Die Arbeitswelt von morgen wird ganz anders aussehen als die, die unsere Eltern oder Großeltern kannten. Der Karrierebegriff hat sich verändert. Und die große Herausforderung für Unternehmen ist, die Bedürfnisse der jungen Generation zu berücksichtigen und gleichzeitig das Beste für das Unternehmen herauszuholen.
Sibylle:
Unser erster Tipp: Offen sein, zuhören und die Bedürfnisse der Kolleginnen und Kollegen wirklich ernst nehmen.
Jens:
Tipp zwei: Der Begriff „Karriereseite“ hat ausgedient. Karriere im klassischen Sinn reizt viele Fachkräfte gar nicht mehr.
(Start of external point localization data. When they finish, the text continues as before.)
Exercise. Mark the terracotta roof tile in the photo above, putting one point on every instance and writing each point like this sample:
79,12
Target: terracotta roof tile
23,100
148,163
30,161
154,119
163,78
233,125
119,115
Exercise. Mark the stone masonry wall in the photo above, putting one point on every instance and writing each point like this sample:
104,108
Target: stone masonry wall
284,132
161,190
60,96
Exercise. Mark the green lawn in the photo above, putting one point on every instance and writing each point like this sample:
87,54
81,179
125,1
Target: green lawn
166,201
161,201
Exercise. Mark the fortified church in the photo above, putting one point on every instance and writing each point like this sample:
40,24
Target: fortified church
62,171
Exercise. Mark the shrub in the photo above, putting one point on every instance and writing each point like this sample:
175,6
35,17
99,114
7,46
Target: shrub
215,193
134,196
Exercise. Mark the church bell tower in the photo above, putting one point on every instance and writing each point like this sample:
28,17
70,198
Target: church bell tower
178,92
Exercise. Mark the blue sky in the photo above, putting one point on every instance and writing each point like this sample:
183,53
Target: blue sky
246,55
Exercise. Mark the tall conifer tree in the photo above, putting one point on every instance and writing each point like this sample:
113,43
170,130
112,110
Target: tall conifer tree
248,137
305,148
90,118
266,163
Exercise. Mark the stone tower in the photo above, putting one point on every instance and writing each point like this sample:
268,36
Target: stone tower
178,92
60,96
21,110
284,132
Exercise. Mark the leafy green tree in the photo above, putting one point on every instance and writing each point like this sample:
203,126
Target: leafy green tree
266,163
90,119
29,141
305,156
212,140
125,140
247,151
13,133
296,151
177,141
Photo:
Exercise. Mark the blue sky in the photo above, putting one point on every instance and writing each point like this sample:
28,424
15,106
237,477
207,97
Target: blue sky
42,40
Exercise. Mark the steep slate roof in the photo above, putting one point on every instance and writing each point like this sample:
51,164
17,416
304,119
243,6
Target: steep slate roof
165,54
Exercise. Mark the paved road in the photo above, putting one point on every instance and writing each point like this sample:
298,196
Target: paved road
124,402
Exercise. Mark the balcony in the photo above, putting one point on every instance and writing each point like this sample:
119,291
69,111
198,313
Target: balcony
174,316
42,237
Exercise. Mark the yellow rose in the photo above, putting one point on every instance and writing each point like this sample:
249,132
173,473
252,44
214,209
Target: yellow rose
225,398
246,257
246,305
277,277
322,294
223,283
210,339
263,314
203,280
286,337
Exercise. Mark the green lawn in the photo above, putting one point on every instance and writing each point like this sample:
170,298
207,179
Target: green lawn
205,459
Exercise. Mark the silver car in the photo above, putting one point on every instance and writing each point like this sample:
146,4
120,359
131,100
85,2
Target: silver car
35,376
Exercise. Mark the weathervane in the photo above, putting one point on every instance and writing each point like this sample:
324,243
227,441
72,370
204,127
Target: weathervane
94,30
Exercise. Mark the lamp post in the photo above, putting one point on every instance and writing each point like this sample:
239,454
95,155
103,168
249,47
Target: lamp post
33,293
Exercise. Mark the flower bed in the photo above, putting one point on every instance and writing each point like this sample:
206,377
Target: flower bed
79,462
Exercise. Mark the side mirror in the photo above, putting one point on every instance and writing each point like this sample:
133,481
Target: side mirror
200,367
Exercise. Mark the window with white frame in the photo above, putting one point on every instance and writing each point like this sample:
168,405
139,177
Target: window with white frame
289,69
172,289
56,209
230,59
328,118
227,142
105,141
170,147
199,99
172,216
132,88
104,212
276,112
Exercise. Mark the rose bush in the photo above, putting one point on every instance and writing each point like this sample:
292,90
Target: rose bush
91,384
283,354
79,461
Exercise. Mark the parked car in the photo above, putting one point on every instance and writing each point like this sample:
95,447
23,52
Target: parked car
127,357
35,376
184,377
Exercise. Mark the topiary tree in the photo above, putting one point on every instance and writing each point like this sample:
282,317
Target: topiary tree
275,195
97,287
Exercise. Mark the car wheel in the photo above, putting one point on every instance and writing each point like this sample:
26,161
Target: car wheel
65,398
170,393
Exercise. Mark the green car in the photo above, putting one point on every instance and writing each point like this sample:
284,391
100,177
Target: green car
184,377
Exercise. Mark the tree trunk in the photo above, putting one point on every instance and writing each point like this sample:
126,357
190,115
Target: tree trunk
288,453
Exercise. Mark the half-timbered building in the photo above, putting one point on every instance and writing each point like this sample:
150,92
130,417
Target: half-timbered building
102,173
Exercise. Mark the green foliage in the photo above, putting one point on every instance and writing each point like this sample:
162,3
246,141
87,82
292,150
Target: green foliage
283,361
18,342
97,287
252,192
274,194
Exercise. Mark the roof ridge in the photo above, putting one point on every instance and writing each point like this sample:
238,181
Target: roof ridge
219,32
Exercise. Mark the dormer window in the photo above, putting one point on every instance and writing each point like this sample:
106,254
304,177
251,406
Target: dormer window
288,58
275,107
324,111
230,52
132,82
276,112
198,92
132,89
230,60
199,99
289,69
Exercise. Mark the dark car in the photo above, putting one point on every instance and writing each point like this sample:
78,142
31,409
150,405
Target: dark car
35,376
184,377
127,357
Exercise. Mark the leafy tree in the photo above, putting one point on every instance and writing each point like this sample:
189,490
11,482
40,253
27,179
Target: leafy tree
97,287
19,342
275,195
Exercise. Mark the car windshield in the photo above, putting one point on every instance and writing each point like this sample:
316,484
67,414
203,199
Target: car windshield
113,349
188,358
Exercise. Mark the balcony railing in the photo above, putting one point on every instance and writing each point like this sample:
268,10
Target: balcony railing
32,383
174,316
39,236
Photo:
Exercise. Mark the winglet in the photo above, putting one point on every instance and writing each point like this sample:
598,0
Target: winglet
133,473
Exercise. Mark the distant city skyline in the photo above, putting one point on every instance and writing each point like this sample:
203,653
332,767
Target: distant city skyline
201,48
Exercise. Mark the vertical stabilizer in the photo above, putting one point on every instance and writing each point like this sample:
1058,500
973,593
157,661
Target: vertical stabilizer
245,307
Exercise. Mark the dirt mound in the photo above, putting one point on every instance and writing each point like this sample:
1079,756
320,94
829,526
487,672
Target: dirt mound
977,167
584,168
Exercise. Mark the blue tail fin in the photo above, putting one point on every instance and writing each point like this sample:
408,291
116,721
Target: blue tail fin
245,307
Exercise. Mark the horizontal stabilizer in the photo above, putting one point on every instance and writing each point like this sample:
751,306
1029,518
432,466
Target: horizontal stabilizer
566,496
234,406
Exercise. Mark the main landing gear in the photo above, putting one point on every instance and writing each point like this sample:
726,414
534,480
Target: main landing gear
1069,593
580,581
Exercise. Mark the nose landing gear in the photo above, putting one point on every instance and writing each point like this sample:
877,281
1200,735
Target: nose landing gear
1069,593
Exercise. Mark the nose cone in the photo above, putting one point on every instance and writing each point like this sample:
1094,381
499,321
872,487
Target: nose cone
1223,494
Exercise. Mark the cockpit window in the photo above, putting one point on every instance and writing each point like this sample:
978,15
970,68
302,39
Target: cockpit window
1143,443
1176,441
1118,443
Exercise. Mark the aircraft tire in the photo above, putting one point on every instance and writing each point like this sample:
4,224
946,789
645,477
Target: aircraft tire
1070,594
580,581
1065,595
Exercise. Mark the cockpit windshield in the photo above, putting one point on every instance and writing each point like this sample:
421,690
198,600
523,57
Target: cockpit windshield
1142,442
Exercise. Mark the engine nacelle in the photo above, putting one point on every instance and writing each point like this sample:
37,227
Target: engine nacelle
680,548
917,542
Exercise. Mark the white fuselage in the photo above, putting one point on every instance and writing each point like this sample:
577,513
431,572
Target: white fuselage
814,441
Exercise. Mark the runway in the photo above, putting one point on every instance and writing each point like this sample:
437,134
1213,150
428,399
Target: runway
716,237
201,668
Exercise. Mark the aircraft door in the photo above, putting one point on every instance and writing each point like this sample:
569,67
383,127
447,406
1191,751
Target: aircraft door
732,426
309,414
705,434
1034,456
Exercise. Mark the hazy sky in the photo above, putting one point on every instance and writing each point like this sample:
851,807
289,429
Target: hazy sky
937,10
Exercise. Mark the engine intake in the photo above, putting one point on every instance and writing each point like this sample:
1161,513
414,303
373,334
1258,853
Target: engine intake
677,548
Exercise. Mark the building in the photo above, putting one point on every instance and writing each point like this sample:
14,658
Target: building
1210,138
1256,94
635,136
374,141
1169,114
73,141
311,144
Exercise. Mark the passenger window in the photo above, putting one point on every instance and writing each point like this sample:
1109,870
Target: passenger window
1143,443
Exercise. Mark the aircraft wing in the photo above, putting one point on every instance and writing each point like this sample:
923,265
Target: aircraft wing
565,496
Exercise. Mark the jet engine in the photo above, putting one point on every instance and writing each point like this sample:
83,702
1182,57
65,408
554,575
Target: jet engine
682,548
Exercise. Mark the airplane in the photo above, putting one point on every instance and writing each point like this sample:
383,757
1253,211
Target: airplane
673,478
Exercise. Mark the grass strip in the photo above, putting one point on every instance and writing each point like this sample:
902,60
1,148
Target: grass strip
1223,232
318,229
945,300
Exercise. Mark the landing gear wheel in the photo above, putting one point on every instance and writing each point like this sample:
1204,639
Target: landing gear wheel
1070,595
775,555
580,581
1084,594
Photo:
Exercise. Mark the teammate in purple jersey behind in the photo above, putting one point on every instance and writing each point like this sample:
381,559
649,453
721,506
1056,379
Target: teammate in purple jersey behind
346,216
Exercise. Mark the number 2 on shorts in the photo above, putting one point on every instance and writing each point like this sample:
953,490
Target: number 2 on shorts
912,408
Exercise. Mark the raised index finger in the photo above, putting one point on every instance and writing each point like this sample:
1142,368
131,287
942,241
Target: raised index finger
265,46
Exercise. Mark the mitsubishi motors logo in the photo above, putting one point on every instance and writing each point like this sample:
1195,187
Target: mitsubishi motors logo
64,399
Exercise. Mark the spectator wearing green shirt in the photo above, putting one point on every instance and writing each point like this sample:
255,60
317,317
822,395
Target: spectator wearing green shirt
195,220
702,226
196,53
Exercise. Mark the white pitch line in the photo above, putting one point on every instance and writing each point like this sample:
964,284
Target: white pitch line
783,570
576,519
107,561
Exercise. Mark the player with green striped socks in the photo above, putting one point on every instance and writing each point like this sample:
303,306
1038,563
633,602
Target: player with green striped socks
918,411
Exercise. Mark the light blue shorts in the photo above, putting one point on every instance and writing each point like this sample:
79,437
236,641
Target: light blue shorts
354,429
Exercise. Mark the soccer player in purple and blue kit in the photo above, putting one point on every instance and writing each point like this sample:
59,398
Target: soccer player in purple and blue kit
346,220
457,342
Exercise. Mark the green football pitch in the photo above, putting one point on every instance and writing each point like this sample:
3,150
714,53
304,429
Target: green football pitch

Setzen Sie stattdessen auf Sicherheit, Teamgeist und klare Werte.
Sibylle:
Und der dritte Tipp: Neue Mitarbeitende kommen meist wegen des Unternehmens – aber sie gehen wegen der Vorgesetzten. Achten Sie auf gute Führung, denn das ist der Schlüssel für langfristige Bindung.
Jens:
Das war Folge 83 von KOFA auf dem Sofa mit unserem Gast Marc Hoffmann. Danke, dass du heute bei uns warst!
Marc:
Vielen Dank für die Einladung!
Sibylle:
Und wer die Studie noch einmal im Detail nachlesen möchte, findet sie natürlich auf kofa.de – und auch auf meinestadt.de.
Jens:
In der nächsten Folge, am 13. November, ist Hanna Wagner vom Regionalrat Wirtschaft Rhein-Hunsrück zu Gast.
Sibylle:
Mit ihr sprechen wir darüber, wie man Fachkräfte nicht in die Metropolen zieht, sondern aufs Land. Ich bin sehr gespannt auf ihre Ansätze.
Jens:
Ich auch! Also – wir hören uns am 13. November wieder. Bis dahin, macht’s gut!
Sibylle:
Tschüss!
Jens:
Fachleute für Fachkräfte – KOFA auf dem Sofa, der Podcast.